By 24 juli 2014juni 29th, 2020No Comments

Vanochtend op de fiets stond mijn multicultureel bewustzijn nog op een laag pitje. Koud als het was had ik, net als mijn medefietsers, meer oog voor mijn eigen gekleum dan dat van een ander. Ineens een steek van mededogen als ik een Indisch uitziende man bespeur. Veel te koud gekleed natuurlijk. Kort leren jasje, dunne sjaal en dunne zolen, overvolle schoudertas. Aan zijn ongeschoeide handen een tot op de velg versleten fiets. Ketting eraf. Geen idee had hoe hij dat nu moest repareren.

Daar liep een verkleumde buitenlander op piepend rubber via een verdwaald voetpad zich onderweg naar zijn eerste werkdag af te vragen of hij er wel verstandig aan had gedaan, werken in Nederland. Niemand die hem hielp. Fietsen ze eigenlijk wel in India? Kennen ze daar het principe van ketting en tandwielen? En wat moest hij wel niet denken van onze gastvrijheid? Daar moest iets gebeuren. Daar ging ik voor zorgen.

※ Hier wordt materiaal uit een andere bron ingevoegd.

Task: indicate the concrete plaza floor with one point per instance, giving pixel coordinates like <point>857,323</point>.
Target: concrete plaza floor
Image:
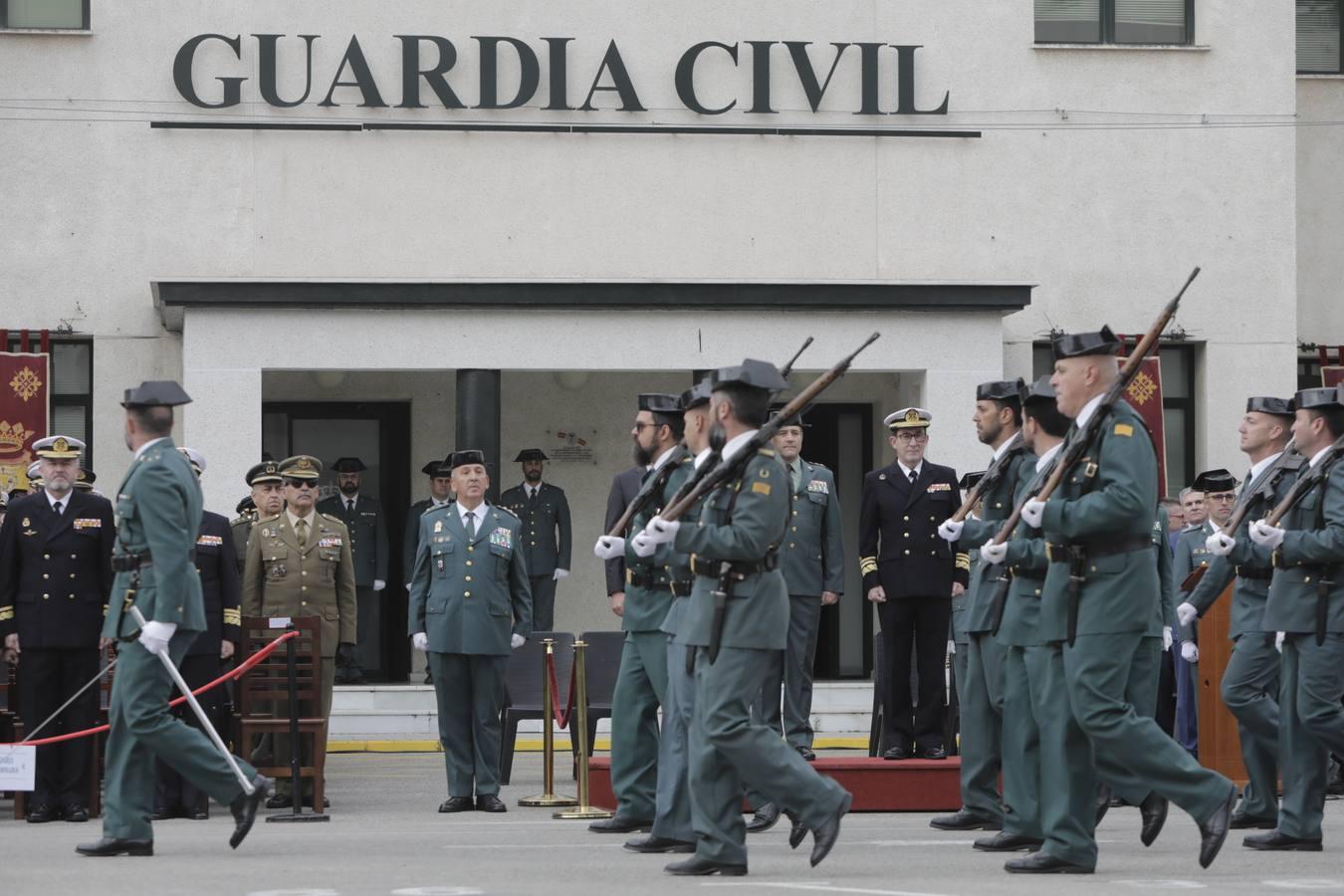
<point>386,838</point>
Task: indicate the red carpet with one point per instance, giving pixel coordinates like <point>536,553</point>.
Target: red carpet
<point>911,784</point>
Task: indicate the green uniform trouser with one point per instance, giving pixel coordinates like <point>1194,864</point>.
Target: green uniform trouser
<point>729,751</point>
<point>674,791</point>
<point>469,691</point>
<point>640,689</point>
<point>142,730</point>
<point>1250,692</point>
<point>982,726</point>
<point>1310,726</point>
<point>1097,673</point>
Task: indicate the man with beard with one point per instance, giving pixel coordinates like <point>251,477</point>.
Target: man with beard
<point>54,585</point>
<point>546,534</point>
<point>363,519</point>
<point>642,677</point>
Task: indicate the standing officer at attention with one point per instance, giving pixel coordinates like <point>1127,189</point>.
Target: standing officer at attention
<point>158,508</point>
<point>469,607</point>
<point>998,421</point>
<point>54,584</point>
<point>363,519</point>
<point>1250,681</point>
<point>299,564</point>
<point>546,528</point>
<point>911,575</point>
<point>221,594</point>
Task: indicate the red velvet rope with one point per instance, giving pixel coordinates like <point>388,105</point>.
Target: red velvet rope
<point>233,673</point>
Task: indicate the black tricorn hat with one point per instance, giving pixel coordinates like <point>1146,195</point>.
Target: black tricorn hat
<point>1079,344</point>
<point>1270,404</point>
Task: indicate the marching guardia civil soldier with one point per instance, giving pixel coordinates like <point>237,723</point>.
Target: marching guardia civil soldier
<point>299,564</point>
<point>641,680</point>
<point>1306,610</point>
<point>998,421</point>
<point>367,527</point>
<point>1098,602</point>
<point>54,583</point>
<point>1250,681</point>
<point>737,617</point>
<point>469,606</point>
<point>546,528</point>
<point>158,508</point>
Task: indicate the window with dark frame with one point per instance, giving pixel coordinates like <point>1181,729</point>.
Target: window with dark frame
<point>45,14</point>
<point>1118,22</point>
<point>1319,46</point>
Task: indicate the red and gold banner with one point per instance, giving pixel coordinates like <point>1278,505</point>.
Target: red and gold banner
<point>24,388</point>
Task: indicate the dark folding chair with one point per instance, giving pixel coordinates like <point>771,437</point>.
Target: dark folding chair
<point>525,688</point>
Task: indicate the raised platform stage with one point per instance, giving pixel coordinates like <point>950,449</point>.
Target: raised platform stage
<point>910,784</point>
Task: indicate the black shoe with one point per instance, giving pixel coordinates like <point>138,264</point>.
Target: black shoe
<point>706,866</point>
<point>1213,830</point>
<point>43,813</point>
<point>620,825</point>
<point>764,818</point>
<point>1043,864</point>
<point>1275,841</point>
<point>1003,842</point>
<point>965,819</point>
<point>653,844</point>
<point>1240,821</point>
<point>1153,814</point>
<point>824,837</point>
<point>117,846</point>
<point>245,807</point>
<point>490,802</point>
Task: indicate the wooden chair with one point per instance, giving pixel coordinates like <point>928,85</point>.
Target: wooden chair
<point>262,697</point>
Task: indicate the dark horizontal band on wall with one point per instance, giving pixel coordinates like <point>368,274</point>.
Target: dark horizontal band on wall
<point>173,297</point>
<point>566,129</point>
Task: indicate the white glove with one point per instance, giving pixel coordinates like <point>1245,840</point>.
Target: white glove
<point>156,635</point>
<point>661,531</point>
<point>1266,535</point>
<point>951,530</point>
<point>642,546</point>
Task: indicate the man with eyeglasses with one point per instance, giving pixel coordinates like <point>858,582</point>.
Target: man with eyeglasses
<point>911,575</point>
<point>300,564</point>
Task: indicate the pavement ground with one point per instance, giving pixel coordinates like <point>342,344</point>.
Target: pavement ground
<point>384,837</point>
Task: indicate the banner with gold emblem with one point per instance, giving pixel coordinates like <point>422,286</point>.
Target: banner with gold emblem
<point>24,384</point>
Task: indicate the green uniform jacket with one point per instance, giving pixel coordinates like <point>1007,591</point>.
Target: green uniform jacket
<point>1250,594</point>
<point>1313,545</point>
<point>759,612</point>
<point>812,554</point>
<point>158,508</point>
<point>1109,493</point>
<point>283,580</point>
<point>995,507</point>
<point>471,595</point>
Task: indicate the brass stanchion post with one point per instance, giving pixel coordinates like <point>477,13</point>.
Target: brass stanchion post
<point>549,798</point>
<point>579,730</point>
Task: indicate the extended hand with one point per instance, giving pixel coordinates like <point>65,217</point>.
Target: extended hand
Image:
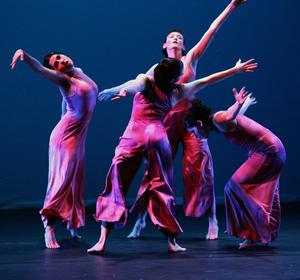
<point>19,55</point>
<point>105,95</point>
<point>121,94</point>
<point>240,96</point>
<point>238,2</point>
<point>248,66</point>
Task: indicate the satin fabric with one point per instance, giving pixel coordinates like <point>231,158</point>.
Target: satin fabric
<point>145,136</point>
<point>64,197</point>
<point>252,193</point>
<point>197,163</point>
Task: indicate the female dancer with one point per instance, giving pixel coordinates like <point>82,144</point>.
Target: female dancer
<point>64,197</point>
<point>197,164</point>
<point>145,135</point>
<point>252,193</point>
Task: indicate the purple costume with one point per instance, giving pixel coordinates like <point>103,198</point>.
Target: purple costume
<point>64,197</point>
<point>145,136</point>
<point>252,193</point>
<point>197,164</point>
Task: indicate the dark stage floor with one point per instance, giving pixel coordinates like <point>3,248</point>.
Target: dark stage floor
<point>23,256</point>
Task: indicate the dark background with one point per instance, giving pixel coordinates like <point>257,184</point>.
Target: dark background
<point>113,41</point>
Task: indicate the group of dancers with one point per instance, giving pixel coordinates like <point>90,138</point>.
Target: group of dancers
<point>165,113</point>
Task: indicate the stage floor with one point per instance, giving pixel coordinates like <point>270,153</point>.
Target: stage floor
<point>23,256</point>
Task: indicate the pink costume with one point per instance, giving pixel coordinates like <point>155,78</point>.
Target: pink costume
<point>252,193</point>
<point>197,164</point>
<point>145,135</point>
<point>64,197</point>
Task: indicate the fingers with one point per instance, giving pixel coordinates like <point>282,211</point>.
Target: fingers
<point>13,64</point>
<point>249,61</point>
<point>239,61</point>
<point>116,98</point>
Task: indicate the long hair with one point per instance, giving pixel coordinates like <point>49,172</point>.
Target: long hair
<point>198,111</point>
<point>168,70</point>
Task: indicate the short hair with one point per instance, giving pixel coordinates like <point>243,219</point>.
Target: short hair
<point>198,111</point>
<point>46,61</point>
<point>167,70</point>
<point>164,51</point>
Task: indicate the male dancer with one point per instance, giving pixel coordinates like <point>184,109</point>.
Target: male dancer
<point>198,176</point>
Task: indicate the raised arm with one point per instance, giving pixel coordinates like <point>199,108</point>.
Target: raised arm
<point>198,50</point>
<point>109,94</point>
<point>190,89</point>
<point>131,87</point>
<point>54,76</point>
<point>243,100</point>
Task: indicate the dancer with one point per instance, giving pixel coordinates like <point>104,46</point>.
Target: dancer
<point>197,165</point>
<point>252,193</point>
<point>64,197</point>
<point>145,136</point>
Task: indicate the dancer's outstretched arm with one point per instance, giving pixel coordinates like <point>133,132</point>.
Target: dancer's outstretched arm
<point>190,89</point>
<point>109,94</point>
<point>56,77</point>
<point>199,49</point>
<point>243,99</point>
<point>132,87</point>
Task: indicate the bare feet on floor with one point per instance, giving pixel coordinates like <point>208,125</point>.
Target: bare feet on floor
<point>213,230</point>
<point>50,240</point>
<point>246,244</point>
<point>136,231</point>
<point>74,233</point>
<point>98,248</point>
<point>173,247</point>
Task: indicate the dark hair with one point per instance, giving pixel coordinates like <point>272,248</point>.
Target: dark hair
<point>164,51</point>
<point>165,71</point>
<point>198,111</point>
<point>46,61</point>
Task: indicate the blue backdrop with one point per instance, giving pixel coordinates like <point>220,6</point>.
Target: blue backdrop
<point>113,41</point>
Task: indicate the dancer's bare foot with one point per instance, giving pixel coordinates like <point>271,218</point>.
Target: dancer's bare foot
<point>173,247</point>
<point>136,231</point>
<point>74,233</point>
<point>246,244</point>
<point>98,248</point>
<point>50,240</point>
<point>213,229</point>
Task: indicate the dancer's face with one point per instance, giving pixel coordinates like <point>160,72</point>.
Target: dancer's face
<point>174,40</point>
<point>60,62</point>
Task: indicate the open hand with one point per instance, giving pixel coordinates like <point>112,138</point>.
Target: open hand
<point>121,94</point>
<point>19,55</point>
<point>243,96</point>
<point>238,2</point>
<point>248,66</point>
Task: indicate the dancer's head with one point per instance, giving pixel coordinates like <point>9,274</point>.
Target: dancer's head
<point>58,61</point>
<point>174,39</point>
<point>199,119</point>
<point>167,73</point>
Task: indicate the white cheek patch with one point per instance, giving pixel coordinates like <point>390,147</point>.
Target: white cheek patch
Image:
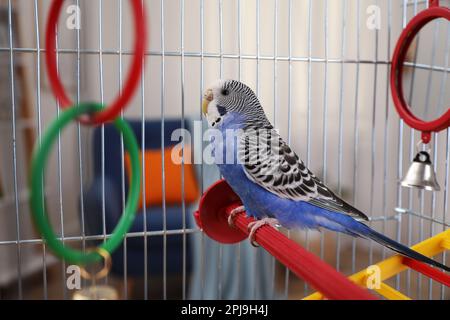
<point>213,116</point>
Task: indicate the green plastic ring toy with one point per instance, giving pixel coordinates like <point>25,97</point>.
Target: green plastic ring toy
<point>40,157</point>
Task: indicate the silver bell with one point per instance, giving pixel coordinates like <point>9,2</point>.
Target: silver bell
<point>421,174</point>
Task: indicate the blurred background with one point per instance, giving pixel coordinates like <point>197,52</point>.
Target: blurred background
<point>321,71</point>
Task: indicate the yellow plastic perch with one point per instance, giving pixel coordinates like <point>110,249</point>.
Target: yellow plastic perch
<point>393,265</point>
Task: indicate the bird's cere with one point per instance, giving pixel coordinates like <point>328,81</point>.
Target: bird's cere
<point>207,98</point>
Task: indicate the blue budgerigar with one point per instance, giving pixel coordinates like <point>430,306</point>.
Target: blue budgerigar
<point>273,183</point>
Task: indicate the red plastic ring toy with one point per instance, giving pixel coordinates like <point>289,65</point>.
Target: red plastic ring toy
<point>403,44</point>
<point>133,77</point>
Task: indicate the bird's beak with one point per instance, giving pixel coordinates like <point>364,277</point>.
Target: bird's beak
<point>207,98</point>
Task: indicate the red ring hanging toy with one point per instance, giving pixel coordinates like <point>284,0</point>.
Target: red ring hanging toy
<point>406,37</point>
<point>133,77</point>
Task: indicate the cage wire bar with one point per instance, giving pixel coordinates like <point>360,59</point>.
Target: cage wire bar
<point>405,213</point>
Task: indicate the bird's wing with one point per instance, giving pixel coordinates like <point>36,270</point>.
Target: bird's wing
<point>269,162</point>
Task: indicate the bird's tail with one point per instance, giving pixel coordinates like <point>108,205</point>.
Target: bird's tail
<point>369,233</point>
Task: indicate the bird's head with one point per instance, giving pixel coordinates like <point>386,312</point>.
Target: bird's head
<point>226,97</point>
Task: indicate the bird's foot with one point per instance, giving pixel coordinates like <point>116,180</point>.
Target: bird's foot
<point>255,225</point>
<point>233,214</point>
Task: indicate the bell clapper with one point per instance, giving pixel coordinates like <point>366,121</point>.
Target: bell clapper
<point>421,174</point>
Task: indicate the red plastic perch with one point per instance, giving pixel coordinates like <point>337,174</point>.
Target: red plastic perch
<point>215,206</point>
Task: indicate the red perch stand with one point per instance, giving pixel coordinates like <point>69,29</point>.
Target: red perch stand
<point>212,217</point>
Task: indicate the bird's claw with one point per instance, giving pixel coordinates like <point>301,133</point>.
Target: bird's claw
<point>233,214</point>
<point>255,225</point>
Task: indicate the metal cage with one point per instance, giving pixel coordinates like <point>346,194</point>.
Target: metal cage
<point>321,70</point>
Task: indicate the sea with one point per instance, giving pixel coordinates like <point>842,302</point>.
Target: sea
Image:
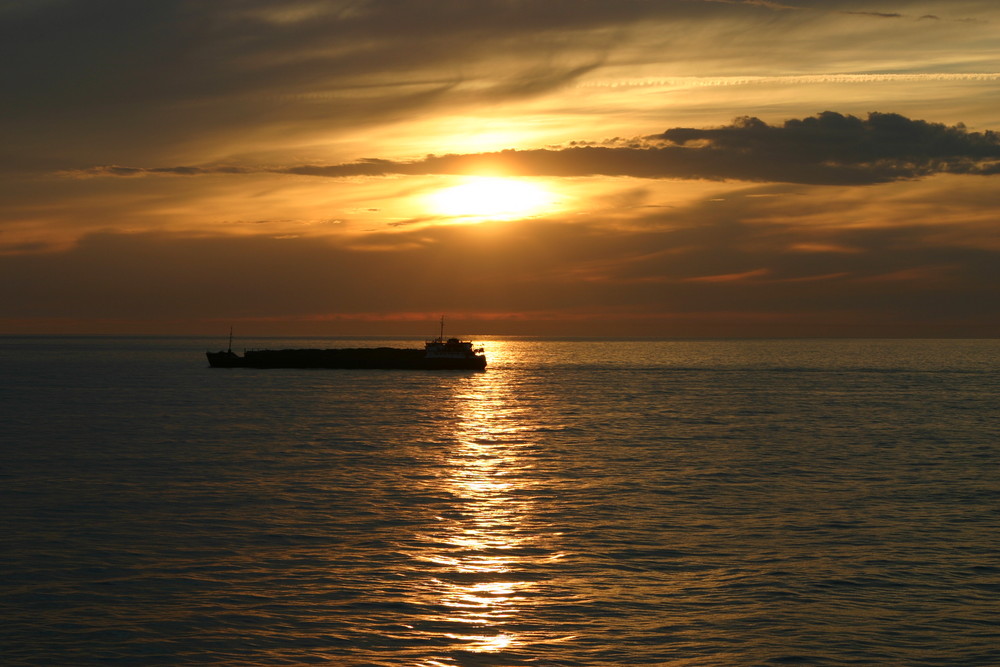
<point>582,502</point>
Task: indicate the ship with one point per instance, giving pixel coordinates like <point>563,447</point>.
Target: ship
<point>437,354</point>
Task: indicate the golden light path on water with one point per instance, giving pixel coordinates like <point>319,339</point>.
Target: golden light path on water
<point>483,550</point>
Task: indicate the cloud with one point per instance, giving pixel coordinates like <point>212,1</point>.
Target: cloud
<point>827,149</point>
<point>757,256</point>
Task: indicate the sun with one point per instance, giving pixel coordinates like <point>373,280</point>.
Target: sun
<point>483,198</point>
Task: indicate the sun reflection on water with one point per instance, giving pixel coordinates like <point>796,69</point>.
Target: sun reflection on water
<point>483,547</point>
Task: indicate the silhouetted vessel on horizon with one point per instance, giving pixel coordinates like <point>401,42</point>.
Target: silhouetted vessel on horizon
<point>438,354</point>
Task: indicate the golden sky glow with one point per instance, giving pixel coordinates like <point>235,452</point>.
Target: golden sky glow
<point>616,167</point>
<point>490,198</point>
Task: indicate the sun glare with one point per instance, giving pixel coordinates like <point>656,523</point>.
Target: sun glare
<point>482,198</point>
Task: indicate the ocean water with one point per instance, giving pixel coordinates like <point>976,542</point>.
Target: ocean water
<point>582,502</point>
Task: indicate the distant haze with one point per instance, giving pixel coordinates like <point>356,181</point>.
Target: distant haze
<point>615,167</point>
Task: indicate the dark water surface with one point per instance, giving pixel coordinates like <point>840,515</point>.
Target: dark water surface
<point>580,503</point>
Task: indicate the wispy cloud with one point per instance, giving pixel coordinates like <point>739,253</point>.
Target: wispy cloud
<point>829,148</point>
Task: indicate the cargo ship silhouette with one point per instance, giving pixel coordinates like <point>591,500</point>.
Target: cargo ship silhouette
<point>438,354</point>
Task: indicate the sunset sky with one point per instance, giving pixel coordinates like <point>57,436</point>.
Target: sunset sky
<point>549,167</point>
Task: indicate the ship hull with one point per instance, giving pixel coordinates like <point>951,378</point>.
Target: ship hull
<point>375,358</point>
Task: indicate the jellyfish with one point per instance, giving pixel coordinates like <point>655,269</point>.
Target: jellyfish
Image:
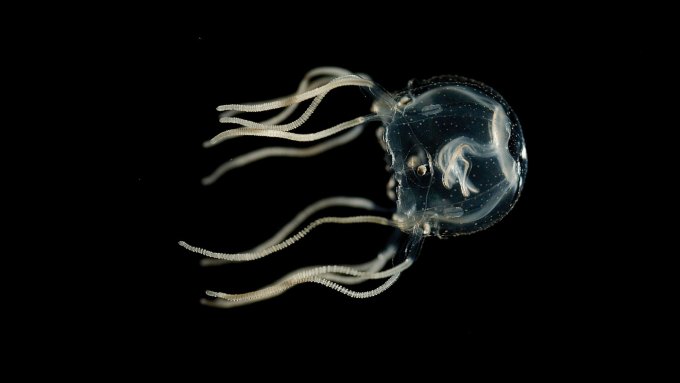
<point>455,151</point>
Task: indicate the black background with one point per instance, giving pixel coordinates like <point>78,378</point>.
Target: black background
<point>494,290</point>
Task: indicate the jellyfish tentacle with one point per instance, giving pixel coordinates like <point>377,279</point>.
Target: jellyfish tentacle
<point>302,216</point>
<point>323,275</point>
<point>278,151</point>
<point>328,73</point>
<point>288,135</point>
<point>347,80</point>
<point>250,256</point>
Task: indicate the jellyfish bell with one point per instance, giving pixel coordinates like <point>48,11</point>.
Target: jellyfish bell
<point>457,154</point>
<point>455,150</point>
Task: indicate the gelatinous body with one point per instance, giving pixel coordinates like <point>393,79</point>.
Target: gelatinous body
<point>454,146</point>
<point>457,153</point>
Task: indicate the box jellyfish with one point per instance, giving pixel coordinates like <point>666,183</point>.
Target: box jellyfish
<point>453,145</point>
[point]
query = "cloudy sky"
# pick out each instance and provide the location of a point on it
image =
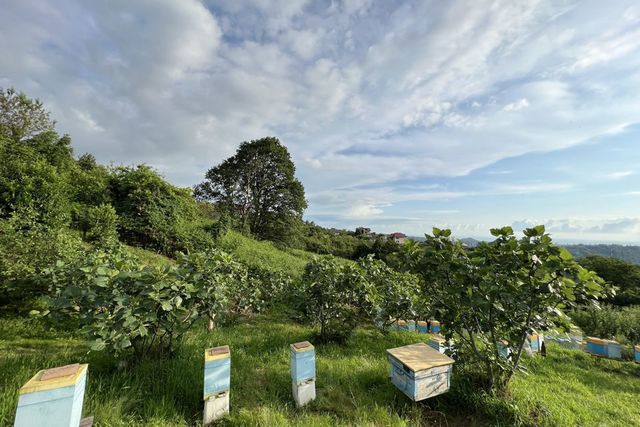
(399, 115)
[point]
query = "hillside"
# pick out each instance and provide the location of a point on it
(625, 253)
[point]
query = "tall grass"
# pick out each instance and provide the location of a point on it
(566, 388)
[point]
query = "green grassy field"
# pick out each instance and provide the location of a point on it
(566, 388)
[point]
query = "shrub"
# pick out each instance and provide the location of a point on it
(498, 293)
(397, 293)
(336, 296)
(99, 224)
(26, 248)
(622, 324)
(121, 304)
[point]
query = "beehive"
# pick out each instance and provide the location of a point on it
(217, 383)
(422, 327)
(53, 397)
(419, 371)
(434, 326)
(603, 348)
(438, 342)
(303, 372)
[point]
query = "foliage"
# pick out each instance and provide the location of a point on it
(623, 275)
(621, 324)
(22, 117)
(154, 214)
(566, 388)
(257, 185)
(26, 248)
(31, 186)
(99, 225)
(499, 292)
(337, 296)
(396, 293)
(121, 304)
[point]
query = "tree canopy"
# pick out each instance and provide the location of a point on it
(258, 188)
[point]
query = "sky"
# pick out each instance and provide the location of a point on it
(399, 116)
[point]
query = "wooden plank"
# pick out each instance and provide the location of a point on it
(420, 356)
(62, 371)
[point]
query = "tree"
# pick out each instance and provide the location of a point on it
(257, 185)
(624, 275)
(22, 117)
(495, 295)
(337, 296)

Nog geen vijf minuten later was het euvel verholpen. Leer mij iets over fietsen repareren. Fiets op de kop, ketting aanleggen, voorzichtig de trappers rond laten gaan, de welgemeende tip om het verder vooral rustig aan te doen: klaar.

Een mooi gevoel, dat van multiculturele verbondenheid. Het bewustzijn dat je het samen moet doen, zij aan zij met allochtone landgenoten die net als jij proberen er het beste van te maken. Dat gevoel heb ik vaker. Bijvoorbeeld in eethuizen. Ik kom er niet heel vaak. Maar als ik er dan op mijn bestelling sta te wachten, dan kan ik mij in een soort euforische roes van verbondenheid blijven verbazen. Over hoe schoon het er vaak is. Of over het bloemetje op elk fris gedekt tafeltje. En wat fantastisch, de leesmap (Nederlands!) tijdens het wachten. Hoe leuk de oosterse tegeltjes aan de wand, goh nooit gezien. En hoe efficiënt daar achter de toonbank wordt gewerkt. Hoe vriendelijk het personeel, hoe knapperig de groenten, hoe groen de paprika’s, hoe ovaal de olijfjes. Zelfs het terloops in het hoekje geplaatste kamelenzadel annex voetenbankje, ooit populair in de Nederlandse woonkamer maar sinds medio jaren tachtig in een eeuwige ban, komt op mij over als toonbeeld van goede smaak. Kortom, ik laaf mij aan de mores van de geïmmigreerde horeca. Subjectieve verwondering en bewondering alom. Als we nou allemaal, steentje bijdragen, beste beentje voorzetten, vrede op aarde.

Dat gevoel van verbondenheid werkt van twee kanten, zo werd mij laatst duidelijk. Terug van een biertje in de kroeg besloot ik nagenoeg platzak tot een grote friet stoof in de friettent. Die bleek gesloten. Het Egyptisch eethuis verderop bood uitkomst. Daar hebben ze immers toch ook friet? Bij  binnenkomst bleek het rustig. Alle tijd voor beide heren achter de toonbank om mij welkom te heten. Broers, dat zag je. Vriendelijke blikken die omsloegen in bezorgdheid toen ik mijn trek in friet met stoofvlees deelde. Laten ze dat nou net niet hebben. Op mijn tweede keuze, friet saté, volgde zelfs een blik waarin ik lichte paniek meende te ontdekken. Ik bevond mij immers in een eethuis, zo legde de oudste geduldig uit, en daar stonden helaas geen stoofvlees, satésaus en andere Nederlands georiënteerde lekkernijen op het menu.

De verbondenheid met zijn autochtone Nederlandse medeburger werd mij duidelijk toen broer één hoopvol met de oplossing kwam. “Maar u kunt toch ook een broodje shoarma nemen. Dan doen we daar verschillende sausjes bij, dat is heel lekker”, op geduldige toon die verried dat hij dacht te maken te hebben met iemand die nog nooit een broodje shoarma heeft gegeten. Op mijn antwoord dat ik me daar prima in kon vinden maar dat er vanwege het vele drinken waarschijnlijk niet genoeg geld zat in mijn portemonnee, viel het stil. Lang duurde de geallieerde misère tussen ons drieën gelukkig niet. Het was nu de jongste broer die met een even royaal als resoluut “laat maar eens kijken” mij boven de toonbank de knip liet openen. Als bondgenoten schatten wij daar de euro’s, kwartjes en dubbeltjes in mijn portemonnee. “Da’s genoeg voor een lekker broodje hoor mijnheer”, zei de een. En vervolgens de ander, niet minder opgelucht: “Dat gaan wij prima voor u in orde maken.” Gescheiden door slechts een toonbank ervoeren wij daar vrede op aarde, een alliantie die ons nog jaren zou heugen.